Live example: http://jsbin.com/hahehodajo/edit?html,js,console
Install modules by running yarn
, then run yarn start
and follow the prompts.
For more information, you may refer to the README files for each of the packages under MobX Little Router.
See: CHANGELOG.md
This project is a monorepo that contains several smaller packages.
To manage the different packages, lerna and yarn workspaces are used.
Make sure you have yarn >= 1.0.0
in order to use workspaces.
npm install -g yarn@">=1.0.0"
Run git clone and install.
git clone git@github.com:mobx-router/mobx-router.git mobx-router
cd mobx-router
yarn bootstrap
To run tests, run yarn test
from either the root or a package directory.

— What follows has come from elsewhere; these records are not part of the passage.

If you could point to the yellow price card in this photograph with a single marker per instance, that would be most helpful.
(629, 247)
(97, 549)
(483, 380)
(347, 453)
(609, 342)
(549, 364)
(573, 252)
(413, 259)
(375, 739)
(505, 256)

If you want to get the coverage report locally, you can run yarn test --coverage
which will
generate report files under the coverage/
folder.
To build packages, run yarn build
from either the root, or a package directory.
Make sure you have publishing rights for all the packages before continuing.
To publish to latest tag:
yarn publish:latest
To publish a canary tag:
yarn publish:canary
Lerna will prompt you for the next version as well as show you which packages/examples will be updated. All inter-package dependencies will be updated by Lerna so you should never update package.json versions by hand.